D’autres groupements continuent néanmoins d’espérer. DPGS (Développement Pharma Gestion Service), qui représente 270 pharmacies, s’inquiète des dossiers « en suspens », concernant le monopole, le numerus clausus et l’ouverture du capital. Son président, Jean-Claude Pothier, note « l’évolution des textes, le plafonnement des remises génériques et la disparition des vignettes en peu de temps obligent les groupements à réfléchir dans l’urgence aux nouvelles possibilités de services et de développement professionnel afin de sauver les pharmaciens de la faillite ».
Pharmactiv, le groupement adossé au grossiste-répartiteur OCP, parle encore d’une « éventuelle perte du monopole » et craint, si cela devait se produire « les potentielles répercussions sur les modalités de communication auprès du grand public pour les officines ». Pharmacyal ne montre, quant à lui, pas de réelles inquiétudes, le groupement et ses adhérents s’adapteront au besoin, que ce soit à la perte du monopole ou à l’ouverture du capital, « mais il vaudrait mieux que cela n’arrive pas », concède le gérant, Alexis Bocahut. Il reconnaît néanmoins que l’ouverture de capital pourrait « être une opportunité pour consolider notre groupement », car il sera alors nécessaire de « protéger les pharmaciens ». Selon lui, les premiers acteurs prêts à entrer au capital ne sont autres que les grossistes-répartiteurs, les banques et les laboratoires, certains ne cachant pas leurs intentions. C’est pourquoi Pharmacyal s’y prépare, imaginant même que les officinaux vont « gagner sur la conservation du monopole et du numerus clausus mais devront céder sur l’entrée au capital de non-pharmaciens ». De la même façon, Giphar est totalement prêt en cas d’ouverture du capital, car il est persuadé que c’est inéluctable et qu’il faudra, dans un avenir proche, faire face aux chaînes. C’est pourquoi il a choisi d’exiger un passage à l’enseigne dès 2009, l’enseigne étant « source d’économie et créatrice de richesses pour les affiliés, garante de la qualité et de la constance du service ».

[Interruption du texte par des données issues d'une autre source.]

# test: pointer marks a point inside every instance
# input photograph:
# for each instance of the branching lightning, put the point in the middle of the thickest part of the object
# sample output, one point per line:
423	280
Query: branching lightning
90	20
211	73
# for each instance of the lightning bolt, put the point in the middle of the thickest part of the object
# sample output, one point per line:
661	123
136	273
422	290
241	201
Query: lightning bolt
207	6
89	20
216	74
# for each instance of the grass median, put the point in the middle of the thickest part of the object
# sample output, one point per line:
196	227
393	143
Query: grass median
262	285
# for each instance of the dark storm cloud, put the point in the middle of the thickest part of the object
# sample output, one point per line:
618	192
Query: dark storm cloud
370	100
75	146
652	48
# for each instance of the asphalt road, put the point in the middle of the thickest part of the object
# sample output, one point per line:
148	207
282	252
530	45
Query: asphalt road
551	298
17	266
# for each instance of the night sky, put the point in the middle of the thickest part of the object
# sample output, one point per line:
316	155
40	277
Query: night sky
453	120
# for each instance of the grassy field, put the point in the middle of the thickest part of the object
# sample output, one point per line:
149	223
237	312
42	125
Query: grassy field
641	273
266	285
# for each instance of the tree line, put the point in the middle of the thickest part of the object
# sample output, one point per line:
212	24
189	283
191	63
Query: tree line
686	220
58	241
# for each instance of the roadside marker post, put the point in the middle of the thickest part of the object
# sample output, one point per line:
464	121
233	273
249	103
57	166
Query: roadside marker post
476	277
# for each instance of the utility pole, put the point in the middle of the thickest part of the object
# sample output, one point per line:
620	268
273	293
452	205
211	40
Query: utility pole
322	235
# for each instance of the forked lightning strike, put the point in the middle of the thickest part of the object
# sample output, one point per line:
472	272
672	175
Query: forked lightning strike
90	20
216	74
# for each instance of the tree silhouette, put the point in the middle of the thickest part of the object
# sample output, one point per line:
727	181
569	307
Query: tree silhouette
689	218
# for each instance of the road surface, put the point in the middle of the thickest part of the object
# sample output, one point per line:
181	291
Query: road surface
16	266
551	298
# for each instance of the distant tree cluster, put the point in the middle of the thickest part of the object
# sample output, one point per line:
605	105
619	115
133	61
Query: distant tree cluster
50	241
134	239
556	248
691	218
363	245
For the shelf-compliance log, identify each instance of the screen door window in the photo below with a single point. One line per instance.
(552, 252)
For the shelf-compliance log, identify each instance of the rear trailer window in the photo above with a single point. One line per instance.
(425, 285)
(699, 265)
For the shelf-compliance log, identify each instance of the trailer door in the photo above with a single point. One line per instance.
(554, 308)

Une harmonisation sur le modèle anglo-saxon.
Chez PHR, l’anticipation est aussi le maître mot. C’est pourquoi cela fait près de dix ans qu’il évoque des évolutions comme « la mise en place d’honoraires de dispensation et pour certains services », « la bataille sur les prix, la concurrence accrue entre pharmaciens et la concurrence sur les produits et services hors monopole », l’importance de « développer le générique sans espérer une rémunération hors limite », « penser e-santé et proposer une pharmacie digitale à côté de la pharmacie physique ». Pour Lucien Bennatan, P-DG du groupe, « toutes ces mutations sont liées aux mutations technologiques, aux évolutions de la société, de la consommation et à l’impact de la mondialisation sur l’économie de notre pays ». Il s’attend lui aussi à un développement de la vente de médicaments hors pharmacie, notamment sur Internet, et plus largement à « une remise en cause du trépied : monopole, capital, numerus clausus ». Des mutations prévisibles parce qu’il faut « adapter notre système de santé aux contraintes économiques, à la désertification médicale et au développement de la démocratie sanitaire », et parce que la mondialisation pousse à une harmonisation qui tend vers « le système anglo-saxon : les notions de chaînes de pharmacie, de filiales, de réseaux d’indépendants (enseignes), de concurrence liée aux services devraient surgir ».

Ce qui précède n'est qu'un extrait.